PARKERSBURG - West Virginia lawmakers in Congress took different views of the president's State of the Union speech depending on party affiliation.
Rep. David McKinley, R-W.Va., downplayed the president's proposals and was critical of the suggestion he'll address climate change through executive orders. McKinley held a press conference with 1st District reporters Wednesday morning.
Obama Tuesday in his State of the Union speech called for job creation initiatives, spoke on the economy and recovery and additional steps for troop reductions in Afghanistan. The president also said Republican proposals to reduce the deficit shifted reductions from the military to cuts in programs helping the middle class, the elderly and education and job training and threatened executive orders imposing climate control regulations.

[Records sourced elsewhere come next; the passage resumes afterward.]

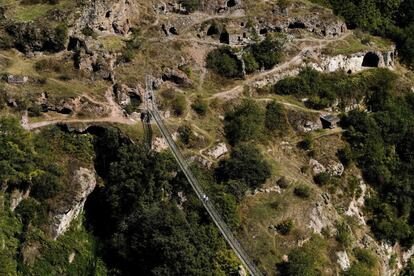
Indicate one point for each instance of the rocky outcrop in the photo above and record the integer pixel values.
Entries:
(323, 215)
(73, 105)
(39, 36)
(108, 16)
(123, 94)
(358, 61)
(343, 260)
(83, 183)
(177, 76)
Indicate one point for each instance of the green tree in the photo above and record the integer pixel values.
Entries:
(244, 123)
(276, 119)
(247, 164)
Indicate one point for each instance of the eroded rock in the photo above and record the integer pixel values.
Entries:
(83, 183)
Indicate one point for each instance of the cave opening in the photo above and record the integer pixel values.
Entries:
(370, 60)
(297, 25)
(231, 3)
(173, 31)
(225, 38)
(213, 30)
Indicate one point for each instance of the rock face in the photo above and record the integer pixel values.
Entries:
(83, 182)
(177, 76)
(343, 260)
(29, 37)
(109, 16)
(358, 61)
(123, 94)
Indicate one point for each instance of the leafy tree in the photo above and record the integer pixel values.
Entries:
(247, 164)
(244, 123)
(275, 119)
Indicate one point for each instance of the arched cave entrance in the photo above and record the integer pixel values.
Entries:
(231, 3)
(213, 30)
(225, 37)
(297, 25)
(370, 60)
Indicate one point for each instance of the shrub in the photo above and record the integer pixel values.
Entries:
(283, 182)
(302, 191)
(179, 105)
(275, 119)
(200, 106)
(268, 52)
(365, 256)
(285, 227)
(186, 134)
(223, 62)
(88, 31)
(246, 163)
(244, 123)
(322, 178)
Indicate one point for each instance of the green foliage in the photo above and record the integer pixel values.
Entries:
(268, 52)
(343, 235)
(223, 62)
(88, 31)
(381, 144)
(244, 123)
(186, 135)
(306, 260)
(302, 191)
(179, 105)
(276, 119)
(365, 256)
(200, 106)
(139, 227)
(322, 179)
(247, 164)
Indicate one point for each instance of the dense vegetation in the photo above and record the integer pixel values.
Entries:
(264, 54)
(41, 162)
(324, 90)
(137, 218)
(382, 145)
(393, 19)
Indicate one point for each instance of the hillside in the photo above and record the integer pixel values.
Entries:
(296, 118)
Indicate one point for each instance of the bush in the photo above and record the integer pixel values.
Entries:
(302, 191)
(322, 178)
(186, 134)
(283, 182)
(223, 62)
(200, 106)
(275, 119)
(88, 31)
(365, 256)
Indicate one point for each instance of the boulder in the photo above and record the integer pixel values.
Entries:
(83, 183)
(343, 260)
(177, 76)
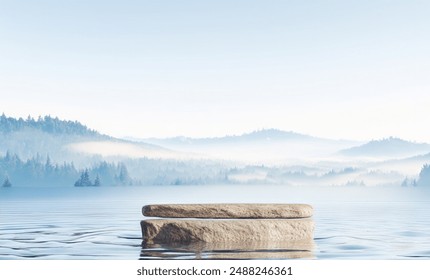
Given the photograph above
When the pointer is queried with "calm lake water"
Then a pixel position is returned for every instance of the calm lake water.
(104, 222)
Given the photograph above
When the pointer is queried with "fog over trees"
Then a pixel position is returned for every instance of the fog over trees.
(36, 153)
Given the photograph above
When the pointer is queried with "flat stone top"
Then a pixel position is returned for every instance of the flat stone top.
(229, 211)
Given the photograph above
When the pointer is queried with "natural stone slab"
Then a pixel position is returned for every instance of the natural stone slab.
(187, 231)
(229, 211)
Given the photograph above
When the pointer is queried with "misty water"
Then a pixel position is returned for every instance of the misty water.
(104, 222)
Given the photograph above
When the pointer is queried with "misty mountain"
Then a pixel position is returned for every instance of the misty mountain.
(387, 148)
(262, 136)
(67, 141)
(262, 146)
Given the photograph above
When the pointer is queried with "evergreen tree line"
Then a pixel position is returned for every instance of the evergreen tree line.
(424, 177)
(46, 124)
(44, 173)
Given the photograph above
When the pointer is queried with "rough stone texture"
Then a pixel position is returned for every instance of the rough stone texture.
(211, 231)
(160, 255)
(229, 211)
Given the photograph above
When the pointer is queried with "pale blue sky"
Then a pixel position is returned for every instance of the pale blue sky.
(337, 69)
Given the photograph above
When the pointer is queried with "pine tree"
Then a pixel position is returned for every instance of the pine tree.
(84, 180)
(7, 183)
(97, 181)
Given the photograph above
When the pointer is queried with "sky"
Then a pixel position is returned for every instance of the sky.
(336, 69)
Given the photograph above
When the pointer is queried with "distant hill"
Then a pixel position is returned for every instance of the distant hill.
(67, 141)
(264, 136)
(258, 146)
(389, 147)
(45, 124)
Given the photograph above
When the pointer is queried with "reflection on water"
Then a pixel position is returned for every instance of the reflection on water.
(243, 250)
(104, 223)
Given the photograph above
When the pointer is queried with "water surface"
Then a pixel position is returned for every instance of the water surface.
(104, 222)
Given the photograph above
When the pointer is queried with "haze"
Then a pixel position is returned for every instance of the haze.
(334, 69)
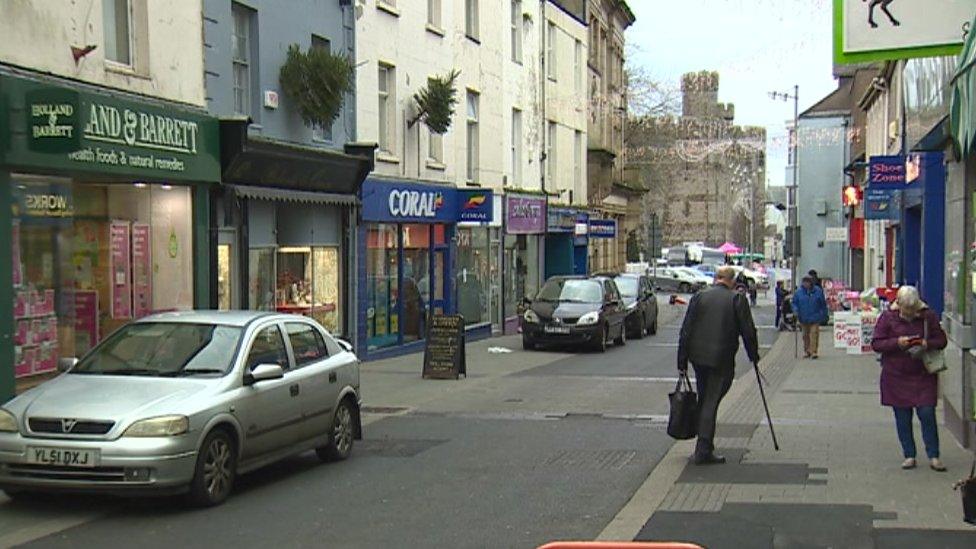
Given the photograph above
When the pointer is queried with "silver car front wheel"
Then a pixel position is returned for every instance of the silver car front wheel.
(216, 470)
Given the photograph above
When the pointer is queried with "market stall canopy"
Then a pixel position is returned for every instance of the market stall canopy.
(962, 114)
(729, 248)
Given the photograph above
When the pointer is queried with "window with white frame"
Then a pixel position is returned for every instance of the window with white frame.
(241, 58)
(473, 100)
(322, 133)
(578, 66)
(578, 164)
(517, 31)
(516, 147)
(117, 19)
(551, 52)
(471, 19)
(551, 159)
(386, 91)
(434, 13)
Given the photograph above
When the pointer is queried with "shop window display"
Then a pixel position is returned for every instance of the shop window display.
(381, 286)
(474, 275)
(90, 257)
(307, 283)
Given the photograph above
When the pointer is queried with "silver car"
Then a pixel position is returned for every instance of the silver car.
(183, 402)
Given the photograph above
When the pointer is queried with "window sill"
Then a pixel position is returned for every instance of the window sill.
(383, 6)
(123, 69)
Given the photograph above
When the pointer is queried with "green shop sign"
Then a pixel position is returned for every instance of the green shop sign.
(78, 130)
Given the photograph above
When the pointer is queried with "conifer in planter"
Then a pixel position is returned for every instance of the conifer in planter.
(317, 81)
(436, 101)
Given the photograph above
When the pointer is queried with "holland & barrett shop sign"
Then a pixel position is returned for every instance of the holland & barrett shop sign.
(78, 130)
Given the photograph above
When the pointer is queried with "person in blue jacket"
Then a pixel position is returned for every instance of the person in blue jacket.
(810, 307)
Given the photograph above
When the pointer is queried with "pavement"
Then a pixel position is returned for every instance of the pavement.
(836, 481)
(558, 445)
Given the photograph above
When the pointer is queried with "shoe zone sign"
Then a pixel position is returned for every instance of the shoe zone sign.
(415, 202)
(881, 30)
(902, 172)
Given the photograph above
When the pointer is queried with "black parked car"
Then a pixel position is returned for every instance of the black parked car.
(641, 303)
(575, 310)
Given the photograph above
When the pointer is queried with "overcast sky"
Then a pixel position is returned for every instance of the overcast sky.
(756, 45)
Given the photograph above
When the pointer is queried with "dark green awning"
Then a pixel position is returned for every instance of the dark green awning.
(962, 114)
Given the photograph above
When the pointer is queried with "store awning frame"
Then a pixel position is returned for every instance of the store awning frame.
(289, 195)
(248, 160)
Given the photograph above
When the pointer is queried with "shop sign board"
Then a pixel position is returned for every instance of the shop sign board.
(444, 348)
(416, 202)
(525, 214)
(75, 129)
(882, 30)
(603, 228)
(882, 204)
(835, 234)
(562, 220)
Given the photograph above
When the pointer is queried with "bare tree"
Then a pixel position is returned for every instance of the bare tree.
(648, 95)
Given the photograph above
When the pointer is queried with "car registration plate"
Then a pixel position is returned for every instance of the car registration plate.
(62, 457)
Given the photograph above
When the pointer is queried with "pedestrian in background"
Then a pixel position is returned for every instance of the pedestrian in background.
(709, 339)
(906, 386)
(815, 278)
(780, 297)
(810, 307)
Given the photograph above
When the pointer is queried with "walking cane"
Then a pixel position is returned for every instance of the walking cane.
(762, 394)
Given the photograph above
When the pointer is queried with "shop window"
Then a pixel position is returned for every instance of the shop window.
(474, 275)
(261, 287)
(117, 21)
(306, 343)
(88, 258)
(307, 283)
(382, 290)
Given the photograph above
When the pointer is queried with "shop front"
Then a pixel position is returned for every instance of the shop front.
(478, 279)
(408, 246)
(285, 228)
(603, 235)
(106, 216)
(523, 257)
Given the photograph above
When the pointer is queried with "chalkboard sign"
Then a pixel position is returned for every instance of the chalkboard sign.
(444, 350)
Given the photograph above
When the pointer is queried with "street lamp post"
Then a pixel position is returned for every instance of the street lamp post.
(791, 196)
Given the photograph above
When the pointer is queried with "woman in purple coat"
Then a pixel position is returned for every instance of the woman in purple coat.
(906, 385)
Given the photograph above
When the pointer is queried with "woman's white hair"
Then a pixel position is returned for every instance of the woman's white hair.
(908, 300)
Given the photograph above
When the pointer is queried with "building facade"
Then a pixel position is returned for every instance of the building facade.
(107, 162)
(612, 196)
(695, 166)
(286, 214)
(511, 146)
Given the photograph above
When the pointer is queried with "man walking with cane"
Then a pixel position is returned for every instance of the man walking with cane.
(715, 320)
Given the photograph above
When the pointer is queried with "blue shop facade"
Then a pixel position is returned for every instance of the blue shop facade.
(919, 181)
(423, 249)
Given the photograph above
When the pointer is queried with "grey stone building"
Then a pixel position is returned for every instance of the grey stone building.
(286, 215)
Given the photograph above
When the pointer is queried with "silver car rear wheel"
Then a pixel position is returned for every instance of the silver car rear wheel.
(342, 435)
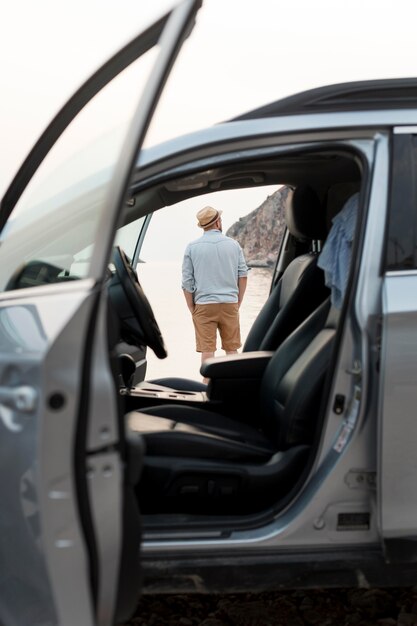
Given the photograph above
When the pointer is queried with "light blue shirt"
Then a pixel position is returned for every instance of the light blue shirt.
(211, 268)
(335, 257)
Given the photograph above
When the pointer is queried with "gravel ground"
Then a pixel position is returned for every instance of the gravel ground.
(341, 607)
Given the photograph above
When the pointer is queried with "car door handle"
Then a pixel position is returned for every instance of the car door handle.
(22, 398)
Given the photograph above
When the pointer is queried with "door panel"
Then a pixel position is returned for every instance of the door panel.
(398, 433)
(40, 527)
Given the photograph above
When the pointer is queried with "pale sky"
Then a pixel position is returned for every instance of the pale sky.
(240, 55)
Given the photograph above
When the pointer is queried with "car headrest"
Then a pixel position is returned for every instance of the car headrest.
(304, 215)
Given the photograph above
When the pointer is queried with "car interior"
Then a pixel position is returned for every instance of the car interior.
(243, 444)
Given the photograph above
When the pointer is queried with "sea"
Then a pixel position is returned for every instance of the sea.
(161, 282)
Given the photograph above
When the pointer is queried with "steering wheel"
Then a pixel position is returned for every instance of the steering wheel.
(138, 322)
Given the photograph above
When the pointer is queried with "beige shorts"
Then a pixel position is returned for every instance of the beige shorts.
(208, 318)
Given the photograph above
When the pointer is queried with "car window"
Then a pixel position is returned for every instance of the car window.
(51, 233)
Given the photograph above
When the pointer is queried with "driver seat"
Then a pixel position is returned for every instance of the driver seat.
(199, 461)
(296, 294)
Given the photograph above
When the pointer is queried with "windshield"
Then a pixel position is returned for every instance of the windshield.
(51, 233)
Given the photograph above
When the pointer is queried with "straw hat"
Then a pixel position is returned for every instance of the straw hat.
(207, 216)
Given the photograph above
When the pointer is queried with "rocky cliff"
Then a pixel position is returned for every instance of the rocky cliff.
(260, 232)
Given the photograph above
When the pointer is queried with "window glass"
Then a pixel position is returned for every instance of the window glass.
(51, 233)
(401, 243)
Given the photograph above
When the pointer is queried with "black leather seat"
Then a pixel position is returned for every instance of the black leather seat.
(296, 294)
(203, 462)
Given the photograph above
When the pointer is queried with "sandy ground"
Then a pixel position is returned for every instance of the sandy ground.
(341, 607)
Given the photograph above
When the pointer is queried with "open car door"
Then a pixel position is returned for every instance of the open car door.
(66, 472)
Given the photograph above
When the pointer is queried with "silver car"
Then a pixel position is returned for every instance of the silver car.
(296, 464)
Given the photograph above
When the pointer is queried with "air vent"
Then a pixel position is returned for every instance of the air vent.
(353, 521)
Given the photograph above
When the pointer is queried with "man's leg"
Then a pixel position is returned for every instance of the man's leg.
(204, 357)
(205, 324)
(229, 328)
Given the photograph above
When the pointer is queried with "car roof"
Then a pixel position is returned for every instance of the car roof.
(393, 93)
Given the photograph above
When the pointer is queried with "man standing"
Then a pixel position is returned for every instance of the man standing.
(214, 277)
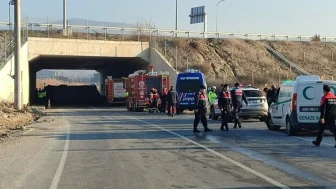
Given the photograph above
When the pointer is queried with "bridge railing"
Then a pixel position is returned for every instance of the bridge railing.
(7, 45)
(104, 33)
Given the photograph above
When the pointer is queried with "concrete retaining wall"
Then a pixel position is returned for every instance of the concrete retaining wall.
(79, 47)
(161, 64)
(7, 82)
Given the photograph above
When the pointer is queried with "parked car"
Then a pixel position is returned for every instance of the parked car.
(257, 106)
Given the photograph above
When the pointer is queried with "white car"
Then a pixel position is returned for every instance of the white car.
(257, 106)
(297, 104)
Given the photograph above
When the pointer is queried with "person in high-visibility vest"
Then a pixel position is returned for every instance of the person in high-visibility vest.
(212, 95)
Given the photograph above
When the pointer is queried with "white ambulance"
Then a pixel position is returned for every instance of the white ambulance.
(297, 104)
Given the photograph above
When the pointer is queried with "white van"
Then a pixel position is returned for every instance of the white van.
(297, 104)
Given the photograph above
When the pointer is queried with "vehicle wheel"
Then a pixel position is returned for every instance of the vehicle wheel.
(215, 117)
(139, 109)
(231, 119)
(263, 119)
(270, 125)
(289, 128)
(179, 111)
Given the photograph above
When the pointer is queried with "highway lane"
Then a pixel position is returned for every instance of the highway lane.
(112, 148)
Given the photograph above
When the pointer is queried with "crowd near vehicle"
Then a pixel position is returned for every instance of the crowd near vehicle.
(297, 104)
(257, 105)
(139, 85)
(187, 84)
(115, 90)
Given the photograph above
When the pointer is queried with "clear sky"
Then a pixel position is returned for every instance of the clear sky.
(244, 16)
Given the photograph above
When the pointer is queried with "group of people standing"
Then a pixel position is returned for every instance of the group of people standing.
(271, 94)
(227, 100)
(169, 100)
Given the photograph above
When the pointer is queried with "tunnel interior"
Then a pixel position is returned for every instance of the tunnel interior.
(117, 67)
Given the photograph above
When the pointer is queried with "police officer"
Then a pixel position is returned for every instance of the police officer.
(201, 109)
(172, 99)
(328, 114)
(237, 102)
(212, 94)
(224, 103)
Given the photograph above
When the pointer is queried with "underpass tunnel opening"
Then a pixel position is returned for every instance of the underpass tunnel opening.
(71, 80)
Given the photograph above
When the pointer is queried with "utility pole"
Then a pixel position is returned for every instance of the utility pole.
(17, 55)
(217, 14)
(176, 21)
(64, 14)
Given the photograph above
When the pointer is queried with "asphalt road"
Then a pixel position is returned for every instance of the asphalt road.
(111, 148)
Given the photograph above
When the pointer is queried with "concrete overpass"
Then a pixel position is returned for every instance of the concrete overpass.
(114, 58)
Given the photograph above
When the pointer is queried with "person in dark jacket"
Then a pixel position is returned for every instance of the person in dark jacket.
(172, 99)
(201, 109)
(328, 115)
(163, 99)
(237, 96)
(224, 104)
(270, 96)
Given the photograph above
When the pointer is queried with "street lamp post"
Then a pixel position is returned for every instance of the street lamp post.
(17, 55)
(217, 13)
(64, 14)
(176, 21)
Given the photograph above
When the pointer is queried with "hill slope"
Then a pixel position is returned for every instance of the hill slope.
(248, 61)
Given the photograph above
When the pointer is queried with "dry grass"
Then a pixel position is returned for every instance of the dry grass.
(315, 57)
(12, 120)
(229, 60)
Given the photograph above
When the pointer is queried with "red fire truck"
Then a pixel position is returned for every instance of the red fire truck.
(115, 90)
(139, 85)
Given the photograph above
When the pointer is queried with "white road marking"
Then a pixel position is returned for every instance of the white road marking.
(60, 168)
(286, 135)
(262, 176)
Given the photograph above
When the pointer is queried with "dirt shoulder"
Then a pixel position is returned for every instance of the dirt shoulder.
(13, 122)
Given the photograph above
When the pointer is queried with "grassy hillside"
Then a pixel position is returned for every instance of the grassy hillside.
(314, 57)
(248, 61)
(229, 60)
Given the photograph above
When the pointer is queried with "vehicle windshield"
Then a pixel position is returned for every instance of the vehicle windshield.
(188, 85)
(253, 93)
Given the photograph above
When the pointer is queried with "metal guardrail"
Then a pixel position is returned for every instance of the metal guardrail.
(8, 49)
(150, 31)
(290, 63)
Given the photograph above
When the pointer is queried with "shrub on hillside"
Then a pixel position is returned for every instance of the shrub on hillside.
(316, 38)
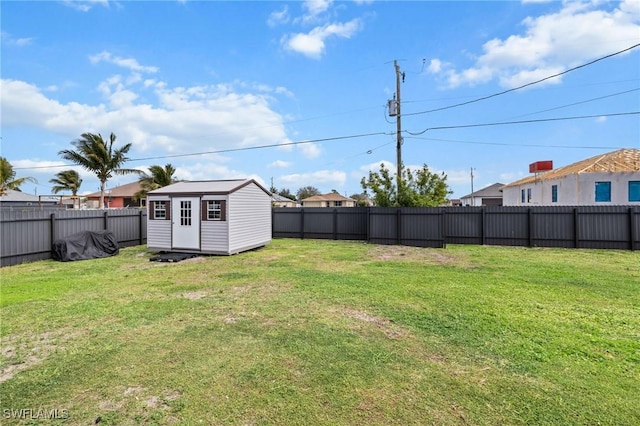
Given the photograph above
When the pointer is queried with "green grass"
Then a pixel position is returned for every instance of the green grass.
(323, 332)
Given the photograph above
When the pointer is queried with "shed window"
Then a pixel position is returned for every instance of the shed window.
(213, 210)
(603, 192)
(160, 210)
(634, 190)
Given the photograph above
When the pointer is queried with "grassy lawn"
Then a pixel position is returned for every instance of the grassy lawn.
(324, 332)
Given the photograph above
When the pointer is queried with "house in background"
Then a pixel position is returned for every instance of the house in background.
(210, 217)
(606, 179)
(278, 200)
(13, 198)
(116, 198)
(331, 199)
(488, 196)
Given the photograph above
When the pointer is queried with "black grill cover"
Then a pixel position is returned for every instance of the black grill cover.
(85, 245)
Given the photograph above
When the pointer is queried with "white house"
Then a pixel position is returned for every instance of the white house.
(488, 196)
(606, 179)
(211, 217)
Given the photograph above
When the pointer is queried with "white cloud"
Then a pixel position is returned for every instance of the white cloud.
(128, 63)
(325, 178)
(577, 33)
(18, 42)
(186, 119)
(278, 17)
(312, 44)
(279, 164)
(84, 5)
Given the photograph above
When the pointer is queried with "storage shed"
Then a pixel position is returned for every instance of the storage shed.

A concern is how an executive order impacts gas drilling in the Marcellus and Utica shales and West Virginia's abilities to attract a multi-billion-dollar ethane cracker plant.
"It's a very legitimate question," McKinley said.
The discussion must be on the science, not on the politics of climate change, said McKinley, an engineer. Burning fossil fuels is a political reason for climate change, but scientifically there's no connection whether it's man-made, he said.
Sen. Joe Manchin, D-W.Va., also spoke to reporters from his office in Washington, D.C. The president took a bipartisan and cooperative tone, said Manchin, a chairman of a national group pushing for bipartisan problem solving.
However, he and Obama have a philosophical difference on energy. The president doesn't include coal as part of a national energy policy, Manchin said.
"We just fundamentally have an absolute disagreement on this," Manchin said.
Manchin also opposes amnesty in any immigration reform and the president issuing executive orders on climate control issues.
"I am totally in opposition to that approach," he said.
America needs to invest in education, in manufacturing, in infrastructure and in technology to globally compete, Sen. Jay Rockefeller, D-W.Va., said. Reducing troops in Afghanistan in a safe and responsible way will allow resources to be used on other urgent threats, like cybersecurity, Rockefeller said.
"Tonight, it's been encouraging to see that our national agenda touches on so many of the issues I hear about from West Virginians every day and priorities I have long fought for," Sen. Jay Rockefeller, D-W.Va., said. "Our focus must remain on creating jobs, building up our middle class, and supporting families who struggle."
Rep. Shelley Moore Capito, R-W.Va., who has announced she will run for Senate in 2014, cited "the president's misguided economic and energy agendas" in the State of the Union speech. Capito said she was disappointed and frustrated.
"President Obama has attacked West Virginia resources from Day 1 and it is clear that his extreme energy agenda will only pick up steam in his second term," Capito said.
Rep. Nick J. Rahall, D-W.Va., agrees with the president on investing in transportation and infrastructure. He disagrees on energy policy.
"But, on the energy front, he is absolutely wrong in his misguided efforts to circumvent the Congress with unilateral regulatory actions that will result in job loss, especially when it comes to the (Environmental Protection Agency's) unfair and inequitable treatment of coal mining in Appalachia, which the Congress and the courts are rightly resisting," Rahall said.